De twee grootste cacaoproducenten ter wereld hebben deze maand een deadline van 20 november vastgesteld voor cacaokopers, waaronder grote chocoladebedrijven, om rekening te houden met een "verschil in levensonderhoud" (LID) van 400 dollar per ton cacao.

De cacao-industrie had in juli ingestemd met de LID, die Ivoorkust en Ghana in 2019 hebben ingevoerd om de armoede onder cacaoboeren te bestrijden.

Later die maand weigerden de Coffee and Cocoa Council (CCC) van Ivoorkust en de Ghanese toezichthouder Cocobod bonen van hoge kwaliteit te verkopen tegen een negatief oorsprongsverschil.

Maar de kopers hebben de LID en de nieuwe positieve oorsprongsverschillen uitgesteld, waardoor Ivoorkust en Ghana het ultimatum van november hebben gesteld.

Het Cote d'Ivoire-Ghana Cocoa Initiative (CIGCI) en de aangesloten landen hebben op 18 november een ontmoeting gehad met cacao- en chocoladebedrijven "om de balans op te maken van de huidige situatie", aldus de CCC, Cocobod en de CIGCI in een verklaring op maandag.

Zij merkten op dat "bepaalde ondernemingen inspanningen hebben geleverd" om het LID en een positief land-van-oorsprong-verschil toe te passen en herhaalden hun oproep aan andere afnemers om dit voorbeeld te volgen.

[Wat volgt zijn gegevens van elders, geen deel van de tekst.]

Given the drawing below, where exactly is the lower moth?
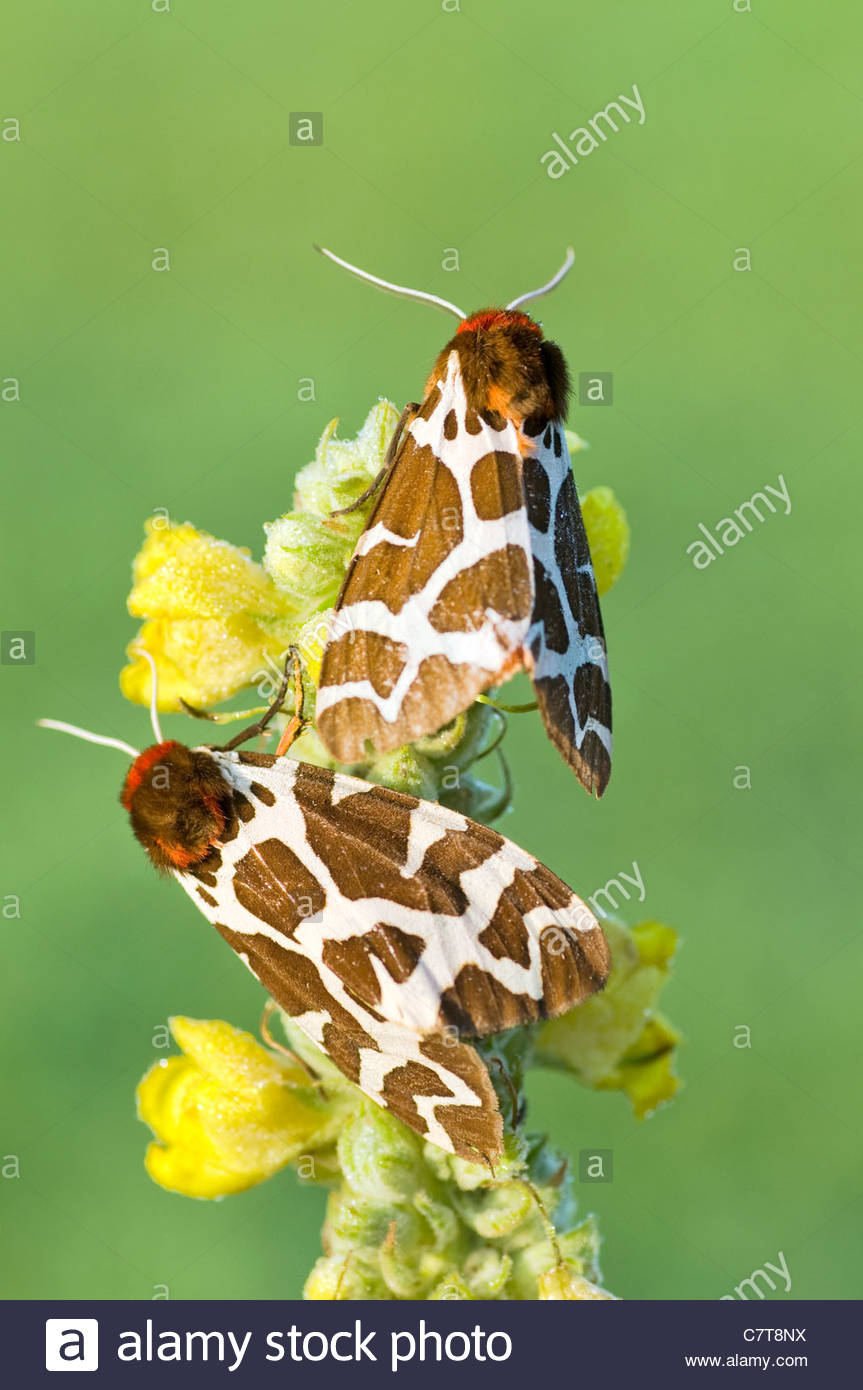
[40,653,610,1162]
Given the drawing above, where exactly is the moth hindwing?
[124,742,609,1161]
[317,310,611,796]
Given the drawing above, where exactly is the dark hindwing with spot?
[317,352,532,763]
[171,753,610,1159]
[524,421,611,796]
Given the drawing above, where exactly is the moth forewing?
[317,276,611,795]
[170,751,609,1158]
[317,353,532,763]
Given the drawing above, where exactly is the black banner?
[0,1301,859,1390]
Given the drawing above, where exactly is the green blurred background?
[0,0,863,1298]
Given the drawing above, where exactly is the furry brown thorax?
[427,309,570,425]
[120,739,232,873]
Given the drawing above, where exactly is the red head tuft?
[120,739,233,873]
[456,309,542,338]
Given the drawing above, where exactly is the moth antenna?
[314,245,464,322]
[506,246,575,309]
[36,719,139,759]
[131,646,164,744]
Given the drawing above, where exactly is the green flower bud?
[293,400,399,539]
[264,512,353,609]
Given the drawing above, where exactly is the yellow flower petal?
[138,1017,339,1198]
[128,521,292,619]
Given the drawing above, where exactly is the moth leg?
[212,646,294,753]
[258,999,325,1094]
[329,400,420,517]
[275,646,309,758]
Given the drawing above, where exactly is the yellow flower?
[120,517,296,710]
[538,920,680,1119]
[581,488,630,598]
[536,1265,614,1301]
[138,1017,334,1198]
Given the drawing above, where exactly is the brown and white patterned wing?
[317,352,532,763]
[524,421,611,796]
[178,753,609,1158]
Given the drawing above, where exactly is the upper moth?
[317,252,611,796]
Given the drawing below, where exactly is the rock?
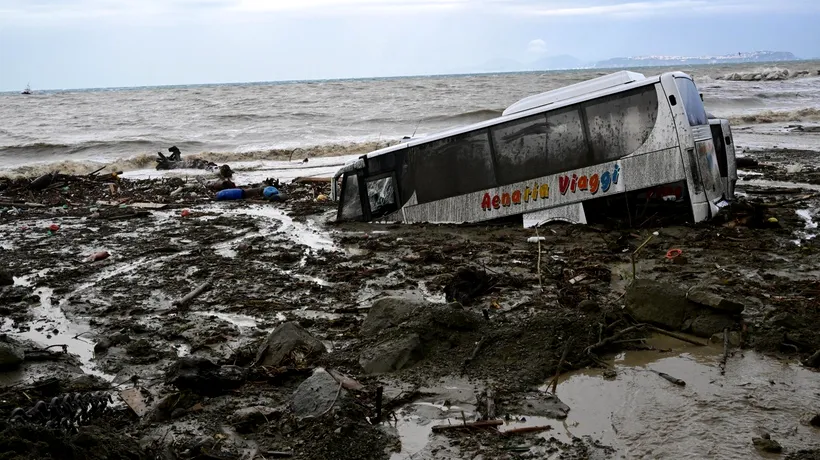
[686,288,744,314]
[769,312,802,329]
[578,300,601,313]
[709,331,741,348]
[0,342,26,368]
[165,356,247,395]
[504,392,569,420]
[690,314,735,343]
[430,302,483,332]
[290,369,347,418]
[626,279,692,330]
[361,297,424,336]
[231,406,281,434]
[94,332,131,354]
[752,435,783,454]
[359,334,423,374]
[254,322,327,366]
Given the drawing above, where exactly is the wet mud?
[0,143,820,460]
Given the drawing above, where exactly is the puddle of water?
[0,287,114,382]
[546,347,820,459]
[194,311,259,328]
[390,378,482,460]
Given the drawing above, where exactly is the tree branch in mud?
[173,279,211,308]
[652,371,686,387]
[550,337,573,393]
[461,336,487,373]
[645,324,706,347]
[720,327,729,375]
[433,420,504,433]
[501,425,552,436]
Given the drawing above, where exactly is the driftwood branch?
[652,371,686,387]
[433,420,504,433]
[646,325,706,347]
[551,337,572,393]
[501,425,552,436]
[720,327,729,375]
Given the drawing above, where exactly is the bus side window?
[585,86,658,163]
[547,107,589,174]
[491,114,550,185]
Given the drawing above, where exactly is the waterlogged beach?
[0,62,820,460]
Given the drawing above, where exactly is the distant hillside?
[595,51,798,68]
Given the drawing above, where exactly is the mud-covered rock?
[254,322,327,366]
[231,406,282,433]
[290,369,348,418]
[578,300,601,314]
[359,334,424,374]
[0,342,26,369]
[689,314,735,342]
[361,297,425,336]
[94,332,131,354]
[752,434,783,454]
[768,312,801,330]
[504,392,570,420]
[686,288,744,314]
[165,356,247,395]
[626,279,692,328]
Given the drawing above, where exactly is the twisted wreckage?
[331,71,737,227]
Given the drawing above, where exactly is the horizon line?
[0,56,820,95]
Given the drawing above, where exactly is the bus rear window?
[675,78,709,126]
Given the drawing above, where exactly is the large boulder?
[0,342,26,369]
[254,322,327,366]
[165,356,248,396]
[686,288,743,315]
[290,369,348,418]
[626,279,696,335]
[359,334,424,374]
[690,314,735,343]
[361,297,424,336]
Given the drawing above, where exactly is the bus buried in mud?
[331,71,731,227]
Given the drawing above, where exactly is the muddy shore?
[0,146,820,459]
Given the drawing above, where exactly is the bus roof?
[363,72,691,158]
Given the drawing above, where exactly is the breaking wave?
[715,67,820,81]
[730,107,820,124]
[0,139,197,159]
[422,109,503,124]
[0,141,399,178]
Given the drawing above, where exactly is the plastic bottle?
[216,188,245,201]
[262,185,279,199]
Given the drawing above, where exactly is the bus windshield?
[675,78,709,126]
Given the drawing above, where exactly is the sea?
[0,61,820,181]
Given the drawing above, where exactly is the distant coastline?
[0,52,820,96]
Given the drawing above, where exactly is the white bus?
[331,71,730,227]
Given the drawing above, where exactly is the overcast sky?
[0,0,820,91]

Daartoe is onder auspiciën van de CIGCI een werkgroep van deskundigen van alle partijen opgericht om een duurzaam prijsmechanisme op lange termijn te waarborgen, aldus de verklaring.

De groep moet tegen het eerste kwartaal van 2023 met aanbevelingen komen.

Ivoorkust en Ghana hadden gedreigd de duurzaamheidsprogramma's van bedrijven op te schorten als ze de deadline van 20 november niet zouden naleven.

Ze zeiden ook dat kopers niet langer toegang zouden krijgen tot cacaoplantages om peulen te tellen, wat essentieel is om de omvang van de oogst te voorspellen.

Cacao-inkopers hebben aangevoerd dat het niet haalbaar is om zoveel te betalen voor cacao in een context van overaanbod dat de prijzen op de wereldmarkt drukt.